Re: run pg_rewind on an uncleanly shut down cluster.

Поиск

Список

Период

Сортировка

От	Michael Paquier
Тема	Re: run pg_rewind on an uncleanly shut down cluster.
Дата	6 октября 2015 г. 09:32:21
Msg-id	CAB7nPqTfgJmRREeHWJ1e9+YG9F2SR-VwGfSrspzY053bm1kvHQ@mail.gmail.com обсуждение исходный текст
Ответ на	Re: run pg_rewind on an uncleanly shut down cluster. (Oleksii Kliukin <alexk@hintbits.com>)
Список	pgsql-hackers

Дерево обсуждения

On Tue, Oct 6, 2015 at 6:04 PM, Oleksii Kliukin <alexk@hintbits.com> wrote:
> Does pg_rewind actually rely on the cluster being rewound to finish
> recovery?

That's not mandatory AFAIK. I think that Heikki has just implemented
it in the safest way possible for a first shot. That's something we
could relax in the future.

> If not, than it would be a good idea to add —force flag to force the
> pg_rewind to ignore the state check, as you suggested in this thread:
>
http://www.postgresql.org/message-id/flat/CAF8Q-Gw1HBKzpSEVtotLg=DR+Ee-6q59qQfhY5tor3FYAenyrA@mail.gmail.com#CAF8Q-Gw1HBKzpSEVtotLg=DR+Ee-6q59qQfhY5tor3FYAenyrA@mail.gmail.com

Another one would be to remove this check of pg_control by something
closer to what pg_ctl status does with postmaster.pid for example.
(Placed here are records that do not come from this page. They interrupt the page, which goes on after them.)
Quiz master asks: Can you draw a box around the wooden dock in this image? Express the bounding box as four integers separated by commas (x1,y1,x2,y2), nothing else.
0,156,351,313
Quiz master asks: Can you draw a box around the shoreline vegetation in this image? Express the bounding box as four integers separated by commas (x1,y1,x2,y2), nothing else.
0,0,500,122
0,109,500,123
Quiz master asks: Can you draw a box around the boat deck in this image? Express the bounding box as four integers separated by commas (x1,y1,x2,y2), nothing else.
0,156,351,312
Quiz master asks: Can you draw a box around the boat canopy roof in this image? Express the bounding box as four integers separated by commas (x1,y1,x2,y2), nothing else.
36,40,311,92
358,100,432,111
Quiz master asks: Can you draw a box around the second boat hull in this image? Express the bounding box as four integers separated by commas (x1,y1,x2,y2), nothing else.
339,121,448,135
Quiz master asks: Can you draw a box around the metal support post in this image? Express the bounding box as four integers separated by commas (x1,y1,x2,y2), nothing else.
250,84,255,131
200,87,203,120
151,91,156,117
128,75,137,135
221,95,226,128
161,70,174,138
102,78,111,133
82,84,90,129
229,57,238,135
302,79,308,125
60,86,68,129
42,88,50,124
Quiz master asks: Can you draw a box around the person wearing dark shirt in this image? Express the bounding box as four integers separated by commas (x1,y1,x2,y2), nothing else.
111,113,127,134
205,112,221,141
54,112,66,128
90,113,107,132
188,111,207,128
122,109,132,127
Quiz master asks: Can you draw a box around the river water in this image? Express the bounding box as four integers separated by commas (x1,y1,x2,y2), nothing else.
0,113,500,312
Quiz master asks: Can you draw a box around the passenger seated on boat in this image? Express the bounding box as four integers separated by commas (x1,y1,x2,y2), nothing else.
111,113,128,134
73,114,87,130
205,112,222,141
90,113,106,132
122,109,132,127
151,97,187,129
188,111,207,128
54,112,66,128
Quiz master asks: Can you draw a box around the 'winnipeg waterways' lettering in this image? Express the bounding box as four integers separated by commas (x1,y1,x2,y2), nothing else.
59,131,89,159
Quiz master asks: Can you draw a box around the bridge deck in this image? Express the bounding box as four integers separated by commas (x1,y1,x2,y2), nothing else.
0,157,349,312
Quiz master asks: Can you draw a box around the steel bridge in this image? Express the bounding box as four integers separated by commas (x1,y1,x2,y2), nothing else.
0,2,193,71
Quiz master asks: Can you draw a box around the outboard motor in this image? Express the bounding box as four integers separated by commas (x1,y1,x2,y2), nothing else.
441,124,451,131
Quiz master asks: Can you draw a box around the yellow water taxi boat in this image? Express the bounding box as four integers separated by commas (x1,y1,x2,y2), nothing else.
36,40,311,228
And
to perhaps add a safeguard to prevent a concurrent user to start the
target node when pg_rewind run begins.

> Well, checking the source node looks like an option that does not require
> providing any additional information by DBA, as the connection string or the
> path to the data dir is already there. It would be nice if pg_rewind could
> fetch WAL from the given restore_command though, or even use the command
> already there in recovery.conf (if the node being recovered is a replica,
> which I guess is a pretty common case).
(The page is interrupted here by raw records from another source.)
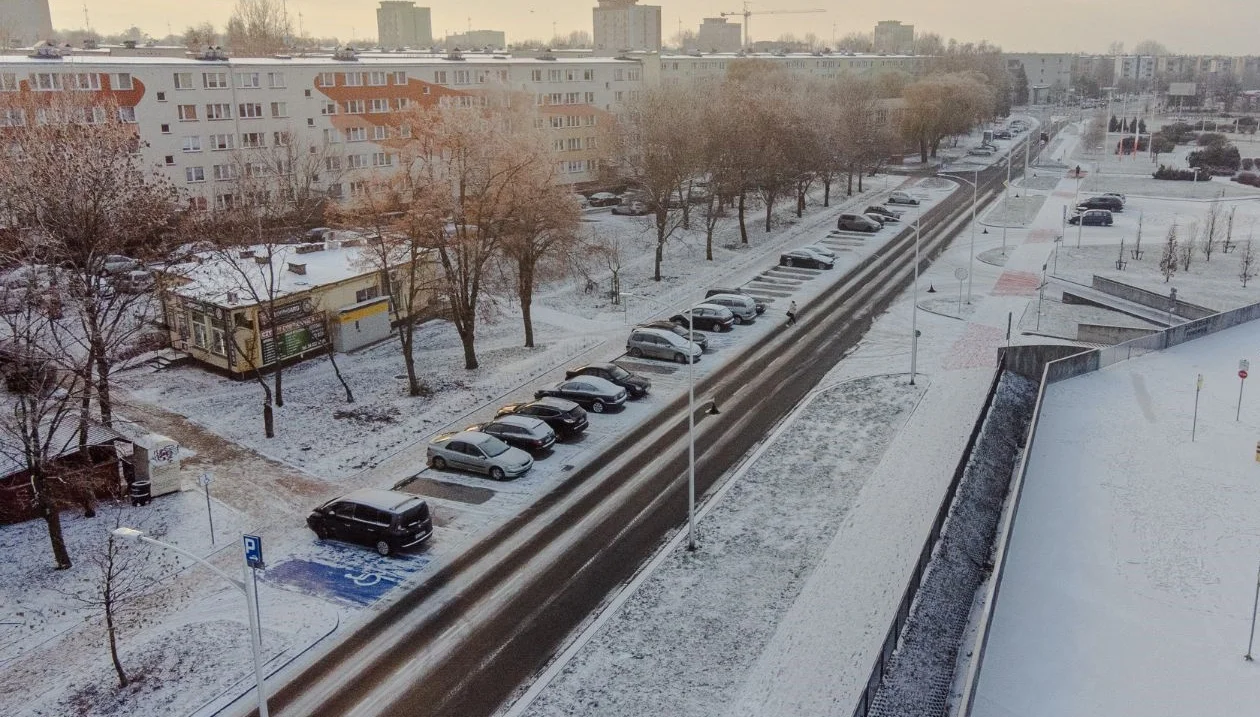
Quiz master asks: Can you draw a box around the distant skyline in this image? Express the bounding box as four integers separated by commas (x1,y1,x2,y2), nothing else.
50,0,1260,55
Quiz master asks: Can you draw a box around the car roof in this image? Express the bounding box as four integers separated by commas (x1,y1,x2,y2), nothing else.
336,488,425,513
490,413,547,428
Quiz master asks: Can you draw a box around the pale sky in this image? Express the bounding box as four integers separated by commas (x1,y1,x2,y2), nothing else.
49,0,1260,54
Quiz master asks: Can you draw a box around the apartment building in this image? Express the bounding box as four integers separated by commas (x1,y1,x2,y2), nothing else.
592,0,660,53
377,0,433,49
696,18,743,52
0,46,644,208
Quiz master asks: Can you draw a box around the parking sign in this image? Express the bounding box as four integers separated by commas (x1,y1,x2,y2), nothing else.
241,536,267,570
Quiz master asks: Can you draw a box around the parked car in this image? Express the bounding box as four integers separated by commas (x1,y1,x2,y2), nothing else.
669,304,735,331
591,192,621,207
306,488,433,556
612,199,648,217
704,294,757,324
704,286,766,314
801,244,838,262
534,376,629,413
428,431,534,480
564,363,651,398
494,398,587,439
835,214,883,232
1067,209,1114,227
465,415,556,452
779,250,835,268
1076,195,1124,212
113,268,156,294
626,329,703,363
639,320,708,352
863,204,901,224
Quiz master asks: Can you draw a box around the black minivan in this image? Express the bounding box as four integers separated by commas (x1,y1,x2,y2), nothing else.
306,488,433,556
Kind of. Except that we would want a user to be able to pass a custom
restore_command for more flexibility that would be used by pg_rewind
itself.

> Anyway, thank you for describing the issue. In my case, it seems I solved it
> by removing the files from the archive_status directory of the former master
> (the node being rewound). This makes PostgreSQL forget that it has to remove
> an already archived (but still required for pg_rewind) segment (I guess it
> does it during stop when the checkpoint is issued). Afterwards, postgres
> starts it in a single user mode with archive_command=false and
> archive_mode=on, to make sure no segments are archived/removed, and stopped
> right afterwards with:

Interesting. That's one way to go.

> Afterwards, pg_rewind runs on the cluster without any noticeable issues.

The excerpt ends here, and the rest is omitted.